「かんきつ中間母本農6号」
前号では紀北地方で盛んに栽培されている、国内産の「ネーブルオレンジ」を取り上げた。果汁が多く甘味と酸味が濃い特徴を持つネーブルオレンジだが、近年栽培され始めた希少な品種で、それを上回る味わいのものがある。今週は「かんきつ中間母本農6号(通称・東京オレンジ)」を紹介したい。
かんきつ中間母本農6号は、1986年に静岡県にある果樹試験場で「キングマンダリン」に「無核紀州」を交雑し育成した雑種で、栽培が容易。2004年に品種登録された。ボコボコとした外皮で、張りのある一般的な柑橘(かんきつ)と比べると見劣りするが、味は抜群。サイズが小さめで外皮が硬くむきづらいことから、袋(じょうのう)ごと食べるには不向き。搾ってジュースとしていただくのがおすすめ。

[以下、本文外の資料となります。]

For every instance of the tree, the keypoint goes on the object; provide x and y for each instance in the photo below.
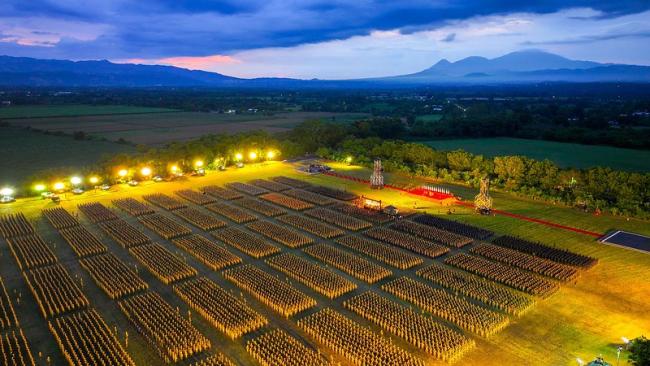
(640, 352)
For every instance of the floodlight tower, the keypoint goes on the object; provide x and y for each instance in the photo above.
(377, 177)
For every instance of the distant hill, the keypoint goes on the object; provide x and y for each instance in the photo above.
(524, 66)
(516, 67)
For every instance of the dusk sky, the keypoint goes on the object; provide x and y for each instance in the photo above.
(321, 39)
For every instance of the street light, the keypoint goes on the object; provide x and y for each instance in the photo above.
(146, 171)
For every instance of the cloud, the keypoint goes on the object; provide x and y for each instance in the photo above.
(166, 28)
(393, 52)
(319, 38)
(449, 38)
(187, 62)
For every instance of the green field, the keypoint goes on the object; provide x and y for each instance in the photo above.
(43, 111)
(428, 118)
(563, 154)
(162, 128)
(25, 153)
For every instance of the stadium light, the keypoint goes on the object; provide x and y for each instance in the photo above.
(146, 171)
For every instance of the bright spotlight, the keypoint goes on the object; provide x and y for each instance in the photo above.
(146, 171)
(6, 191)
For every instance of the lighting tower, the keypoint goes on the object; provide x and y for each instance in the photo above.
(377, 177)
(483, 201)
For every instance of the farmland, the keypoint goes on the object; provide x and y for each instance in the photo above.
(581, 317)
(161, 128)
(48, 111)
(563, 154)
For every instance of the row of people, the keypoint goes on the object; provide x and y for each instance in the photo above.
(224, 311)
(316, 277)
(311, 226)
(281, 234)
(278, 295)
(351, 264)
(286, 201)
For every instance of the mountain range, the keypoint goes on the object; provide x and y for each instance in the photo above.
(528, 66)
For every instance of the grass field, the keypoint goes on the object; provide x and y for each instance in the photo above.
(429, 118)
(563, 154)
(46, 111)
(25, 153)
(584, 319)
(161, 128)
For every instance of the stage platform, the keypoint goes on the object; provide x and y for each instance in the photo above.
(628, 240)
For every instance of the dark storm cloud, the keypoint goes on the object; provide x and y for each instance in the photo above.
(147, 28)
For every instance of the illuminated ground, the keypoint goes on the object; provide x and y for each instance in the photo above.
(581, 320)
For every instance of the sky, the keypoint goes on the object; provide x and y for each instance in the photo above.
(331, 39)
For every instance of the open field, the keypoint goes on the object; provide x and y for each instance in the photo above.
(429, 118)
(161, 128)
(563, 154)
(584, 318)
(25, 153)
(46, 111)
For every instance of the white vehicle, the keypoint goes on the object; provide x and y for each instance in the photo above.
(47, 195)
(7, 199)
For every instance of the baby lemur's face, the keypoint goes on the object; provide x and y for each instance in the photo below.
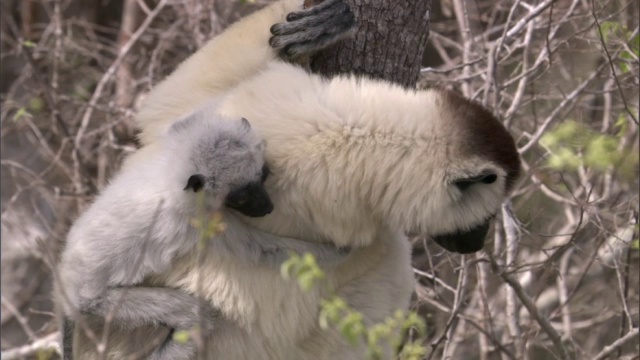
(229, 163)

不向きとされるが袋ごと食べると、やや袋の硬さはあるものの十分おいしくいただける。しかし、何といってもジュースにしたときの味わいが格別。さらりとした飲み口で、甘過ぎない食感はやみつきになってしまいそう。果実1個から150㍉㍑程度のジュースを搾り出すことができた。
親の品種となっている「無核紀州」とは、他の柑橘と交配しても種ができない品種。果実は小さいが果汁が多くて香りも良く、さらに適度な甘味と酸味を持つことから、親譲りで紀州にも縁のある品種といえよう。

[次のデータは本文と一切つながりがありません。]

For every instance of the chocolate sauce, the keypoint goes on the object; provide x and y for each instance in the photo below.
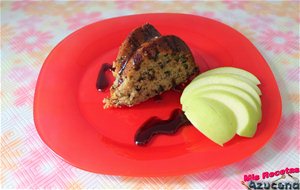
(155, 126)
(102, 82)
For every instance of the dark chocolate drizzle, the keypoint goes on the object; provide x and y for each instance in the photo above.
(102, 82)
(155, 126)
(148, 32)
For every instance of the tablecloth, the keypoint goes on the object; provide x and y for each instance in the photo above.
(30, 29)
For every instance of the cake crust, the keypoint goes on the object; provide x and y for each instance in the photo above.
(158, 64)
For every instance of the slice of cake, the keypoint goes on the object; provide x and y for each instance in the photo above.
(147, 65)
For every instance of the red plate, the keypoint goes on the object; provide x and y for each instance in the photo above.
(70, 119)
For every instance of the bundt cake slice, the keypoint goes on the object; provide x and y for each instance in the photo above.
(134, 40)
(156, 66)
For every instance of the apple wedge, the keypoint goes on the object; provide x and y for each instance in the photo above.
(223, 75)
(212, 118)
(234, 71)
(243, 112)
(228, 88)
(223, 79)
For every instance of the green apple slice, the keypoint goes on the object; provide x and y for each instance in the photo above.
(213, 119)
(232, 70)
(222, 79)
(235, 90)
(245, 115)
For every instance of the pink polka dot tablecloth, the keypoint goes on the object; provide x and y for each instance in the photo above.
(31, 29)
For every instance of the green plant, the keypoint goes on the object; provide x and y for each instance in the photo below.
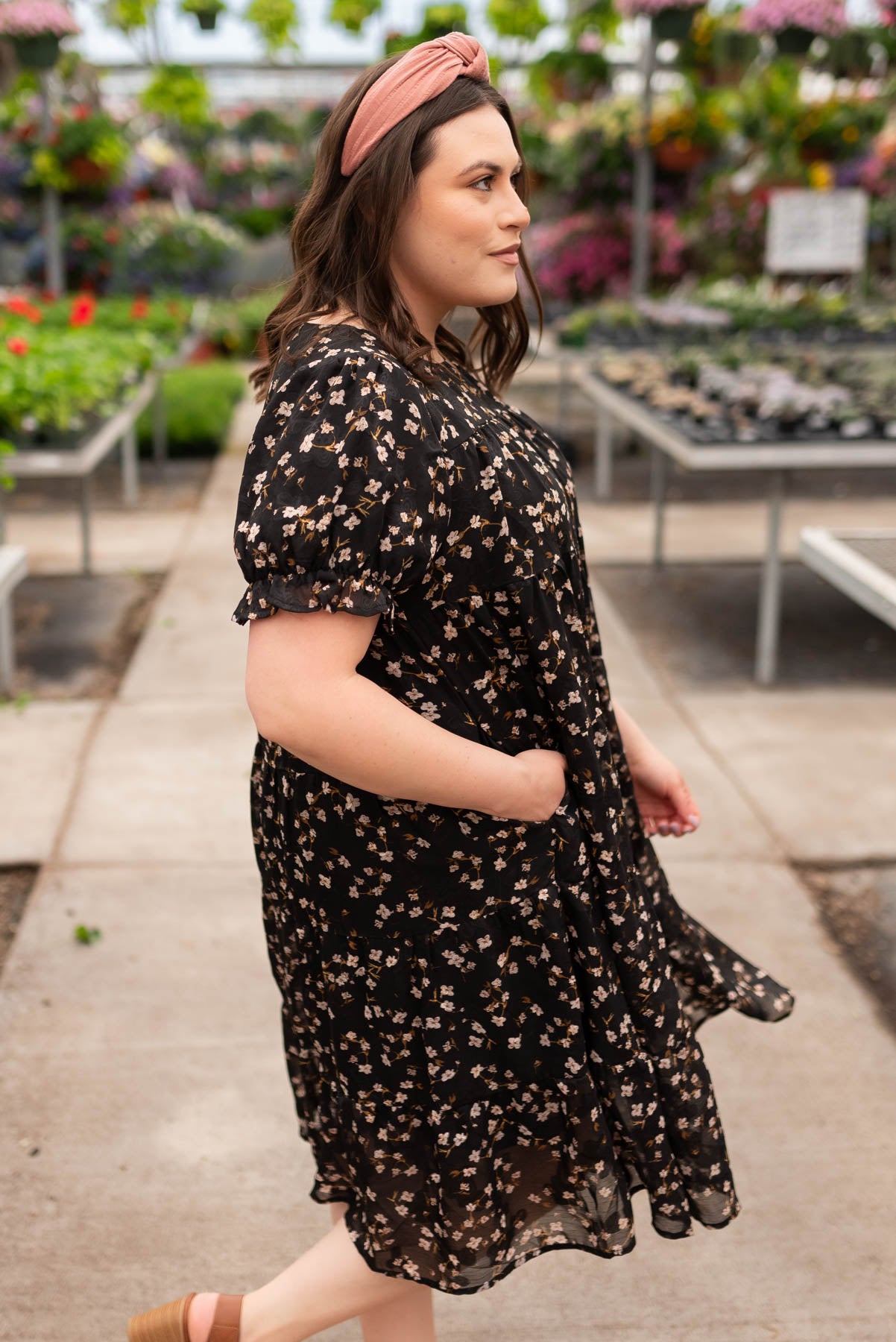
(275, 22)
(177, 94)
(353, 13)
(199, 403)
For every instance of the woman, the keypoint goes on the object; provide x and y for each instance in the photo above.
(490, 995)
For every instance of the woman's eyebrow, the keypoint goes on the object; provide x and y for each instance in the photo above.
(482, 163)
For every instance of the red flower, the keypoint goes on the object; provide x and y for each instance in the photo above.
(82, 310)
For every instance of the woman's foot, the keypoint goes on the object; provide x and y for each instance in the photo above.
(201, 1314)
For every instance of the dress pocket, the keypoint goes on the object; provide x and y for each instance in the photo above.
(374, 995)
(506, 1009)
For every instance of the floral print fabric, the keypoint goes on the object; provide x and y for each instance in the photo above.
(488, 1024)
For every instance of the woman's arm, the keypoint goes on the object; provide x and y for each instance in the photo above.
(662, 793)
(634, 738)
(305, 693)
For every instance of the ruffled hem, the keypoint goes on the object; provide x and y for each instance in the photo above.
(557, 1221)
(321, 590)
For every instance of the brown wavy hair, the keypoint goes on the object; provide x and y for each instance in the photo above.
(341, 239)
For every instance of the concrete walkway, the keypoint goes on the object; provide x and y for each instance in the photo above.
(149, 1144)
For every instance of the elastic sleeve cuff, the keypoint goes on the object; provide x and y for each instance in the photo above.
(325, 590)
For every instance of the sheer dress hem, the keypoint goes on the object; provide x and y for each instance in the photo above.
(357, 1228)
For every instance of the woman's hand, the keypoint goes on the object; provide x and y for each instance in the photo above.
(662, 793)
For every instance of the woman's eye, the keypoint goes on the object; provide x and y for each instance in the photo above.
(491, 177)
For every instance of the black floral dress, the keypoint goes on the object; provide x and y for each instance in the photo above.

かんきつ中間母本農6号の生産量は少なく統計値として主な生産地を知ることはできないが、県内では広川町などで栽培されている。筆者は産直市場で購入したが、希少な品種であることが明記され、店員からもその旨を教えてもらった。
今後、ヒットが期待される品種。見掛けることがあれば購入し、その味わいを確かめてみてほしい。